We found that absence of Cav1 significantly suppressed atherogenesis in LdlreNOS mice, demonstrating that athero-suppression is independent of increased NO production. Instead, we find that the absence of Cav1/caveolae inhibited low-density lipoprotein transport across the endothelium and proatherogenic fibronectin deposition and disturbed flow-mediated endothelial cell inflammation. Consistent with the idea that Cav1/caveolae may play a role in early flow-dependent inflammatory priming, distinct patterns of Cav1 expression and caveolae distribution were observed in athero-prone and athero-resistant areas of the aortic arch even in wild-type mice.
These findings support a role for Cav1/caveolae as a central regulator of atherosclerosis that links biomechanical, metabolic, and inflammatory pathways independently of endothelial eNOS activation and NO production.
动脉粥样硬化是由病理、生物力学、炎症和脂质代谢因素协同作用驱动的。我们之前的研究表明,高脂血症小鼠中 Cav1/小窝的缺失强烈抑制动脉粥样硬化,这归因于内皮型一氧化氮合酶(eNOS)的激活和一氧化氮(NO)的产生增加,以及炎症和低密度脂蛋白转运减少。然而,eNOS 激活和 NO 产生在 Cav1 保护动脉粥样硬化中的贡献以及 Cav1/小窝如何控制饮食诱导的动脉粥样硬化发病机制仍不清楚。
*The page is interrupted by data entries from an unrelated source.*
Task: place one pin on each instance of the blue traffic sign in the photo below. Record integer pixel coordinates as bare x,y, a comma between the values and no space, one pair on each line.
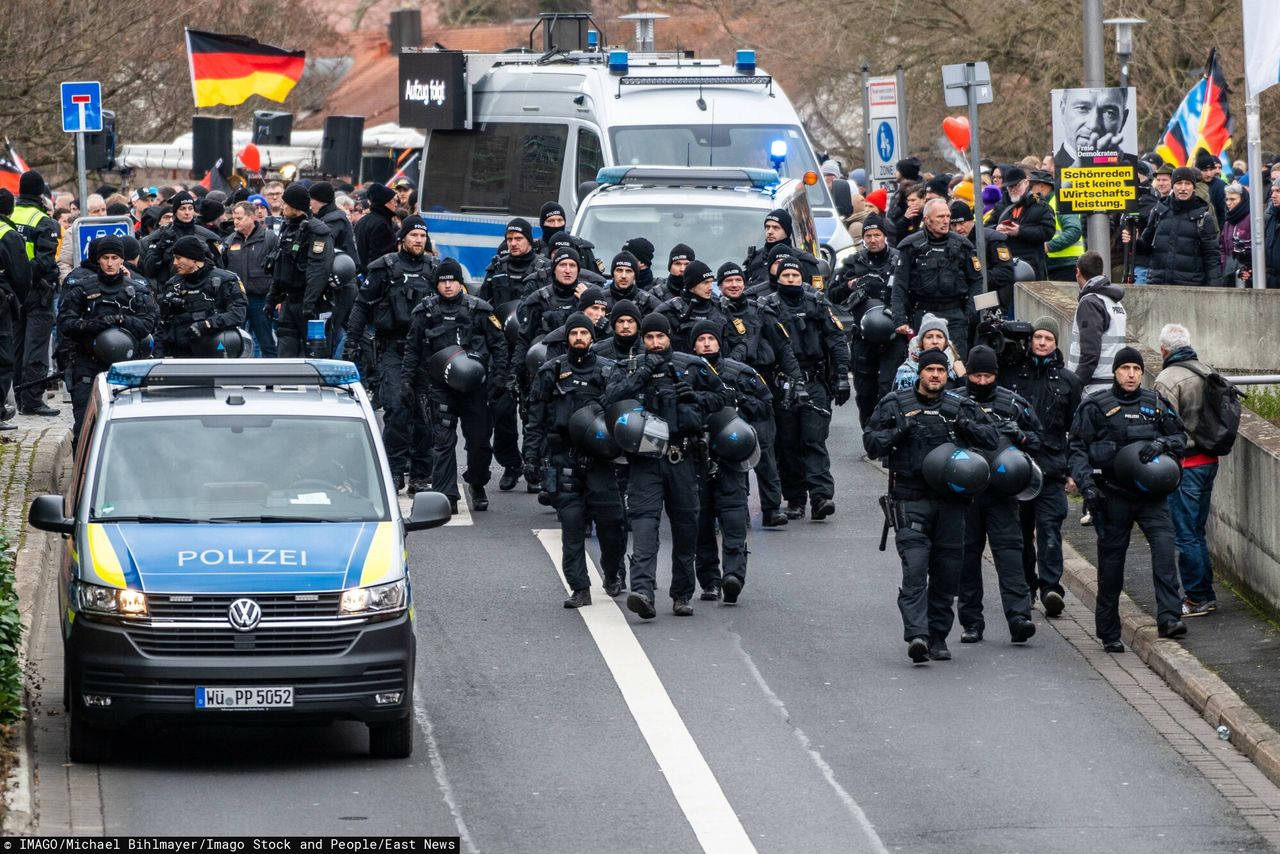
82,106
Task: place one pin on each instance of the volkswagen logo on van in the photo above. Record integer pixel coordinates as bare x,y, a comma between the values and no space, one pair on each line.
243,615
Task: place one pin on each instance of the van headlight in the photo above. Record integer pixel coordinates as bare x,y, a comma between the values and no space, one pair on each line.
99,599
383,599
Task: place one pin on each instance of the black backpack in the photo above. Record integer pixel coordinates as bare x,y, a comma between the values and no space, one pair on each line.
1220,416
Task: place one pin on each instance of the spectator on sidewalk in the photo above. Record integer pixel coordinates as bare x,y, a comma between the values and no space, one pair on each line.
1182,382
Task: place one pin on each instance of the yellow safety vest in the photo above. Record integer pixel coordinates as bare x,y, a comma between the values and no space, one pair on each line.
1074,250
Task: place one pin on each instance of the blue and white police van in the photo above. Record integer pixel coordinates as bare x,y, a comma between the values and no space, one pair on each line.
234,553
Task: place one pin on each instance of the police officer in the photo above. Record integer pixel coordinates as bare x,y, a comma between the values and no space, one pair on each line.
993,515
41,236
1106,423
822,352
681,389
863,278
394,284
583,485
158,246
1055,393
723,484
905,427
768,350
937,272
94,304
449,318
300,272
199,302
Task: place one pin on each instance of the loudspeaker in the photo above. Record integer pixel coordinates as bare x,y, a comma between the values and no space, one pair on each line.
342,146
100,147
210,142
273,128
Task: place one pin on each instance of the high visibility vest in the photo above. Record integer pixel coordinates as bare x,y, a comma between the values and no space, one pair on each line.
1073,251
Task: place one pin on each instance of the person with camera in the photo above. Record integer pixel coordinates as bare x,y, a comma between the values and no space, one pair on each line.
1054,393
1107,476
580,483
906,425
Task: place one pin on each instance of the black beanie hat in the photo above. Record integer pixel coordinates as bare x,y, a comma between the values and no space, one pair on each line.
641,247
32,183
1127,356
522,225
323,192
191,247
448,270
982,360
656,322
782,218
695,274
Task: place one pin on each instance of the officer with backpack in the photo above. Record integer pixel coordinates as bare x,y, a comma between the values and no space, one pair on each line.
1210,409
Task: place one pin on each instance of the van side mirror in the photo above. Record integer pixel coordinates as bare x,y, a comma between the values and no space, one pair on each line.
430,510
46,514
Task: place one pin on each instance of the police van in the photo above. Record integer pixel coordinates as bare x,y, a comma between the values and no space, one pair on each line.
234,553
543,126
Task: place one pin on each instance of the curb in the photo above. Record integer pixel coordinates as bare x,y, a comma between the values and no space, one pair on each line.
1182,671
48,464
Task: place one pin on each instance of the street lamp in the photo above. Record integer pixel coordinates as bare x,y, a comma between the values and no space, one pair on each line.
1124,44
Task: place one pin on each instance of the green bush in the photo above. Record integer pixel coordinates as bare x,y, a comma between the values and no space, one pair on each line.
10,640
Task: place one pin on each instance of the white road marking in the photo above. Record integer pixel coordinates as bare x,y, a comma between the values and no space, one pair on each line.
691,781
442,779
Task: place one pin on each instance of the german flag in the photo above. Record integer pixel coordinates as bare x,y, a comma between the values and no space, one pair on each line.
227,69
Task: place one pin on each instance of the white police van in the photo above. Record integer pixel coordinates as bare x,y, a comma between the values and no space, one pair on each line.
543,126
234,553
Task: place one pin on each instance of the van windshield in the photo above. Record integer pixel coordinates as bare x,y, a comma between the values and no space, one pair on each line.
717,234
717,145
238,467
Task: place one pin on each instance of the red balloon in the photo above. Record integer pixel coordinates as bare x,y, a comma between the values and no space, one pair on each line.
956,127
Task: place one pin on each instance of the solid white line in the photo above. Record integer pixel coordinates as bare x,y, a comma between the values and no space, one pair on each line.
442,779
691,781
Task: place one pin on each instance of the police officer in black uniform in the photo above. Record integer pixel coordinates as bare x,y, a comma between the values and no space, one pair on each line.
583,485
300,272
394,284
993,515
905,427
95,304
723,484
682,389
937,272
1105,424
448,318
864,281
767,350
199,302
822,352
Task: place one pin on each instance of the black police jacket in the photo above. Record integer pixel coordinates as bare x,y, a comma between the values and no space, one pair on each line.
562,386
935,274
1109,420
906,425
210,296
467,322
817,336
394,284
653,383
1055,393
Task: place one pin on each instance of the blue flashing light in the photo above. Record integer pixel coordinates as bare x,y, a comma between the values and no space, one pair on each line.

生成缺乏 eNOS、Cav1 和 Ldlr 表达的三重敲除小鼠,以探讨 NO 产生在 Cav1 依赖性动脉粥样硬化保护功能中的作用。利用饮食诱导的动脉粥样硬化小鼠模型,研究 Cav1 对脂质转运、细胞外基质重塑和血管炎症的影响。通过免疫荧光染色和透射电子显微镜分析 Cav1 的表达和由血流调节的小窝分布。
我们发现 Cav1 的缺失显著抑制了 LdlreNOS 小鼠的动脉粥样硬化形成,表明动脉粥样硬化抑制与增加的 NO 产生无关。相反,我们发现 Cav1/小窝的缺失抑制了低密度脂蛋白穿过内皮的转运以及促动脉粥样硬化的纤维连接蛋白沉积,并扰乱了血流介导的内皮细胞炎症。与 Cav1/小窝可能在早期血流依赖性炎症启动中发挥作用的观点一致,即使在野生型小鼠中,主动脉弓的动脉粥样硬化易损区和不易损区也观察到 Cav1 表达和小窝分布的不同模式。
这些发现支持 Cav1/小窝作为动脉粥样硬化的中央调节剂的作用,该作用独立于内皮型 eNOS 激活和 NO 产生,将生物力学、代谢和炎症途径联系起来。